There was not an empty seat inside the Law and Justice Center’s Municipal Court, which is also used for the City Council chambers, as concerned residents took part in the special meeting regarding the proposed Marijuana Control Ordinance on June 6.

And, how ironic that on the 75th anniversary of D-Day, a patriotic remembrance for our World War II heroes who invaded the beach at Normandy were fighting a united campaign of freedom for others — Sunnyside neighbors exercised those freedoms and participated in our democratic form of government.

Municipal government is a mirror of the community, which joins residents to become involved throughout the public process. The importance of these rights must be remembered, along with those who have made the ultimate sacrifice in defending our freedoms and providing us with an honorable purpose that must stand tall as an example for the next generation.

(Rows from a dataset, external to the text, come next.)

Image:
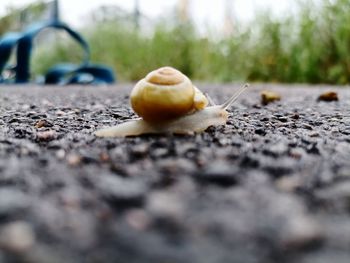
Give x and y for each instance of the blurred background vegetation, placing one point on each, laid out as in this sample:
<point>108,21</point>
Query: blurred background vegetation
<point>311,47</point>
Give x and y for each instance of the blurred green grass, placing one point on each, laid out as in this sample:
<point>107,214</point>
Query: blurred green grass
<point>312,47</point>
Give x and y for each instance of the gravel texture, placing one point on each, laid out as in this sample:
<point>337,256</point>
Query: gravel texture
<point>273,185</point>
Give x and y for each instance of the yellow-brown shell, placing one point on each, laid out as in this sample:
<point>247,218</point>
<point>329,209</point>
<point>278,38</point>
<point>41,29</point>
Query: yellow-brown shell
<point>165,94</point>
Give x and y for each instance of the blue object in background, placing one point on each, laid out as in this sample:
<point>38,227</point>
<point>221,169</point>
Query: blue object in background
<point>85,73</point>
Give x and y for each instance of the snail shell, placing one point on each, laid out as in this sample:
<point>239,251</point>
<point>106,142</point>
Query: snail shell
<point>166,94</point>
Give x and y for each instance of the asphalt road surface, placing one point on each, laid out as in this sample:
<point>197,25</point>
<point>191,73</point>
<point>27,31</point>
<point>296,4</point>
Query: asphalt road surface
<point>273,185</point>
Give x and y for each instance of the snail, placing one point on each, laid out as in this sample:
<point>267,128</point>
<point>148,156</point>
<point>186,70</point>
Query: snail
<point>168,102</point>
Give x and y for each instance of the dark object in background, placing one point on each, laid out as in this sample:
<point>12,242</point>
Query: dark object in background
<point>85,73</point>
<point>268,96</point>
<point>328,96</point>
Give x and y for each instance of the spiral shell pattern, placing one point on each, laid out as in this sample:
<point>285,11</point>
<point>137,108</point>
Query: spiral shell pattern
<point>165,94</point>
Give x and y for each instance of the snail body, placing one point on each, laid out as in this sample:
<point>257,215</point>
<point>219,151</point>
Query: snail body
<point>185,116</point>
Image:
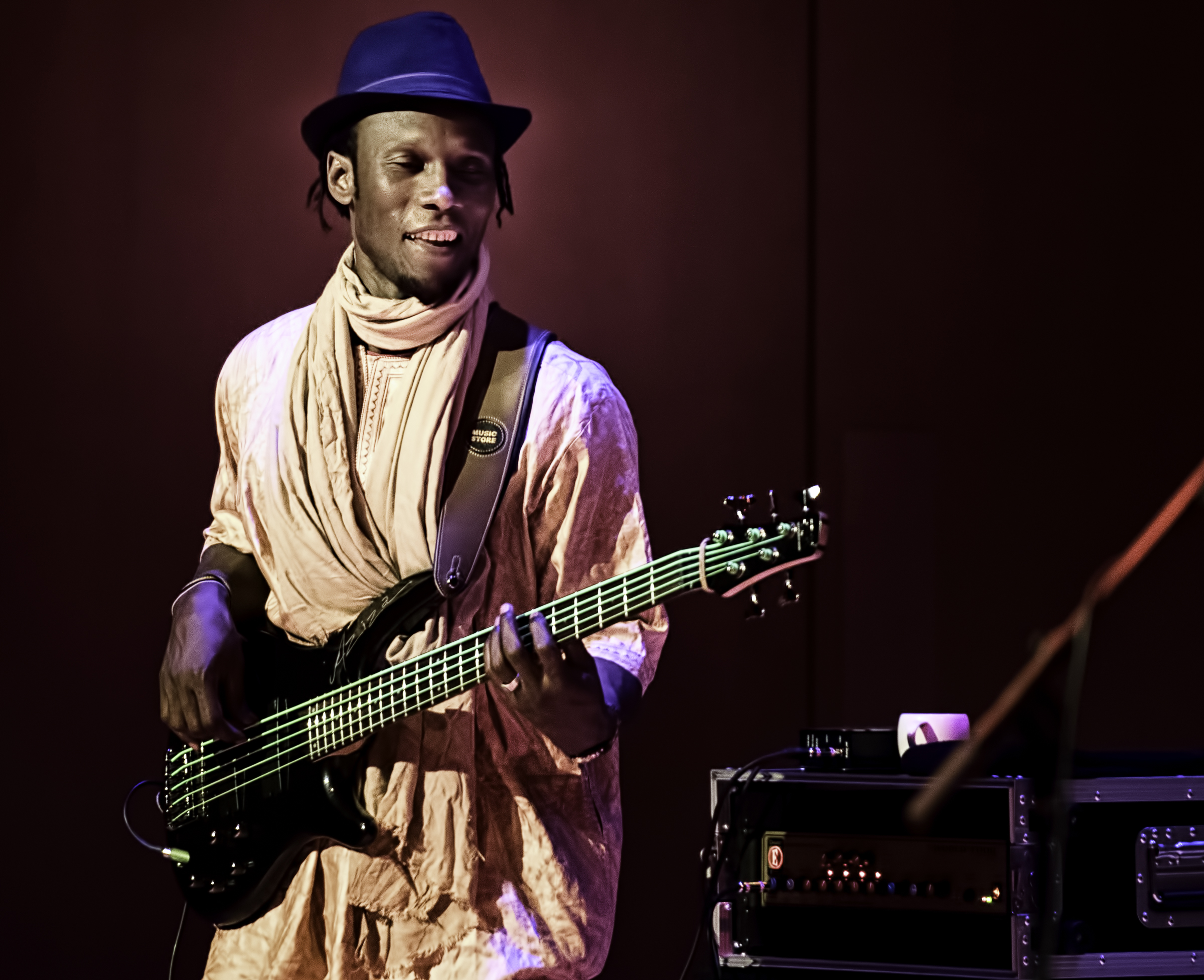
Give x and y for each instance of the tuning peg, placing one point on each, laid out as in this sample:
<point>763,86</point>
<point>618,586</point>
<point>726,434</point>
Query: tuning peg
<point>789,596</point>
<point>806,496</point>
<point>741,505</point>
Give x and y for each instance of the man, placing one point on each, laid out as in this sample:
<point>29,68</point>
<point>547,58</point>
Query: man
<point>499,809</point>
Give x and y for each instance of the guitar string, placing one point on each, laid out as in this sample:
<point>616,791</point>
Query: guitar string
<point>335,725</point>
<point>640,572</point>
<point>336,730</point>
<point>371,694</point>
<point>607,590</point>
<point>330,730</point>
<point>350,692</point>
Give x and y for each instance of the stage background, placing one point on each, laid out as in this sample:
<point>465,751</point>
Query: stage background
<point>1009,361</point>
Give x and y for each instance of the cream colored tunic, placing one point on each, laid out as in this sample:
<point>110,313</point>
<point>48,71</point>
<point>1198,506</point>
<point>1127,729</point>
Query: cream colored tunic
<point>498,855</point>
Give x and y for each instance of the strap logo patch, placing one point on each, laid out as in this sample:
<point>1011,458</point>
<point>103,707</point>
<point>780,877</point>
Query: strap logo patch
<point>488,438</point>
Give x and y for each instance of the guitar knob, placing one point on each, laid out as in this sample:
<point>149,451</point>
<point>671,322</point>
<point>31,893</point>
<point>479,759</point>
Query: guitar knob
<point>756,610</point>
<point>789,596</point>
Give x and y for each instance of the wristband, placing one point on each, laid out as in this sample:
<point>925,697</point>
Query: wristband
<point>197,582</point>
<point>589,755</point>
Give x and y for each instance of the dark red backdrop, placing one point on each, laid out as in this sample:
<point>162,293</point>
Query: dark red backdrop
<point>1009,366</point>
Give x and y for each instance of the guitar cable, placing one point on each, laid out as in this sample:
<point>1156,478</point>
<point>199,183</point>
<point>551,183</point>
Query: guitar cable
<point>718,851</point>
<point>180,931</point>
<point>172,854</point>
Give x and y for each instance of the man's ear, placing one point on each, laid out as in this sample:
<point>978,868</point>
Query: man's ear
<point>341,177</point>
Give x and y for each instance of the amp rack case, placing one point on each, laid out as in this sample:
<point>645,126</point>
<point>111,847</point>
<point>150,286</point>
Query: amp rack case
<point>835,882</point>
<point>848,888</point>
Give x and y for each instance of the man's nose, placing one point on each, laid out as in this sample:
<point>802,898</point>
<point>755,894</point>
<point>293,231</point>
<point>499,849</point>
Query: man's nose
<point>437,195</point>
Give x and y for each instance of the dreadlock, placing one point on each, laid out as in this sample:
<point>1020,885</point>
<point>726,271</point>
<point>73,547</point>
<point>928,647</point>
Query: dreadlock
<point>505,201</point>
<point>346,144</point>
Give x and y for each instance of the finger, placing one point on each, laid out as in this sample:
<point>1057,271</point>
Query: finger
<point>519,656</point>
<point>575,654</point>
<point>551,655</point>
<point>499,671</point>
<point>214,722</point>
<point>235,700</point>
<point>191,718</point>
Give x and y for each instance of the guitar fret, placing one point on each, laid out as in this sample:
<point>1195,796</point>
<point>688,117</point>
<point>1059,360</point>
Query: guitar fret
<point>348,714</point>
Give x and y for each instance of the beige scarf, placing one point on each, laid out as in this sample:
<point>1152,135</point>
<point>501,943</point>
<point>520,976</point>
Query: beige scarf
<point>327,549</point>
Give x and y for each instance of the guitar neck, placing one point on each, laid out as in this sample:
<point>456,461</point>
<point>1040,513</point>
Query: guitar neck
<point>340,718</point>
<point>351,713</point>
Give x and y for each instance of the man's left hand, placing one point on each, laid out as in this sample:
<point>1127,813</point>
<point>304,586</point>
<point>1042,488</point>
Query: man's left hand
<point>558,690</point>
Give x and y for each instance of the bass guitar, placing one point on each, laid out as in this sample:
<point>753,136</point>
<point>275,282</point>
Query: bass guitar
<point>240,818</point>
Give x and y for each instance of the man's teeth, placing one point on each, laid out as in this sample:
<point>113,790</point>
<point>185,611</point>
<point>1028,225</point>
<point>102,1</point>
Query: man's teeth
<point>434,236</point>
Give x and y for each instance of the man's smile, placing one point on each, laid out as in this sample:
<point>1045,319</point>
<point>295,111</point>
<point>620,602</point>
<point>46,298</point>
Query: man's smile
<point>437,237</point>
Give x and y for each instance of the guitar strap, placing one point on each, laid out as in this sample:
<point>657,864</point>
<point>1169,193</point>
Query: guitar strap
<point>486,448</point>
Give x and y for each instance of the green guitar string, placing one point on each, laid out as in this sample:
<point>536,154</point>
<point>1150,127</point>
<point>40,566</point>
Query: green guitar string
<point>420,685</point>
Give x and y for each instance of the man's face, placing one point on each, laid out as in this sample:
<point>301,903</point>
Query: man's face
<point>420,192</point>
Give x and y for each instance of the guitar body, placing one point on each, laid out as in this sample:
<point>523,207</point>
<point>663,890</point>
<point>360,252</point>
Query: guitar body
<point>242,818</point>
<point>245,847</point>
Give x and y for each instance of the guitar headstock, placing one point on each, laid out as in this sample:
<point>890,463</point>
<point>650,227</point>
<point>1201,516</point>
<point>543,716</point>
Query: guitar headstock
<point>738,556</point>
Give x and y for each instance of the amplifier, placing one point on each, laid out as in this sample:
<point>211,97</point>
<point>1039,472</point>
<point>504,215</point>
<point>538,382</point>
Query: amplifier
<point>832,879</point>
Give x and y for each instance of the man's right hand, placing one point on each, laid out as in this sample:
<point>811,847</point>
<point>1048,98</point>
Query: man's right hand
<point>200,682</point>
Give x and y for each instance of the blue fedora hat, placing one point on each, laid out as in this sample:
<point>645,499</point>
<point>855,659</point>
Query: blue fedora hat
<point>406,64</point>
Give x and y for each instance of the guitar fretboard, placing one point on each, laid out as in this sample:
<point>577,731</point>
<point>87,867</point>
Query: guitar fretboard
<point>350,714</point>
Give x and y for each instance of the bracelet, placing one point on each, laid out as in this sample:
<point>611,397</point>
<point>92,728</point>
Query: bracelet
<point>197,582</point>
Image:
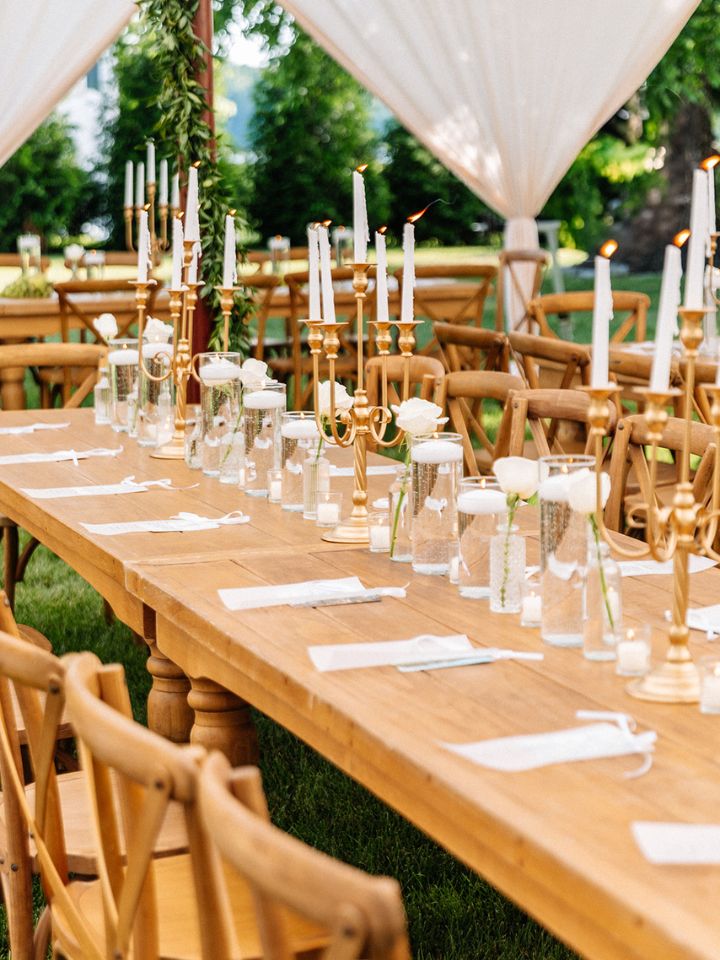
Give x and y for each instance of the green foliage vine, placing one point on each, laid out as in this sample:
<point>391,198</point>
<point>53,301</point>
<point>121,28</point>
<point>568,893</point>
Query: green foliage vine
<point>180,58</point>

The quality of life here in the Lower Yakima Valley connects residents with hometown issues and brings them to life — engaging communication and the exchange of ideas to learn about concerns which expand our abilities to understand and practice acceptance as we move forward in safeguarding an environment that we’re proud to call home.

A wide spectrum of neighbors of all ages participated in expressing their viewpoints from both sides of the issue that may have affected each one of us in similar fashion or possibly in a completely different manner.

The point was everyone in attendance listened to what was being communicated, which increased the overall goal of making Sunnyside a strong and vibrant community.

The people who spoke before the council are not a majority of voters that represent the entire town, but they do deliver an important message of democracy in action, and that one voice or one vote can make a difference.

The insights shared by those who felt compelled to state their opinions contributed to the governmental process that stands for a patriotic wave of local valor and colorful pride.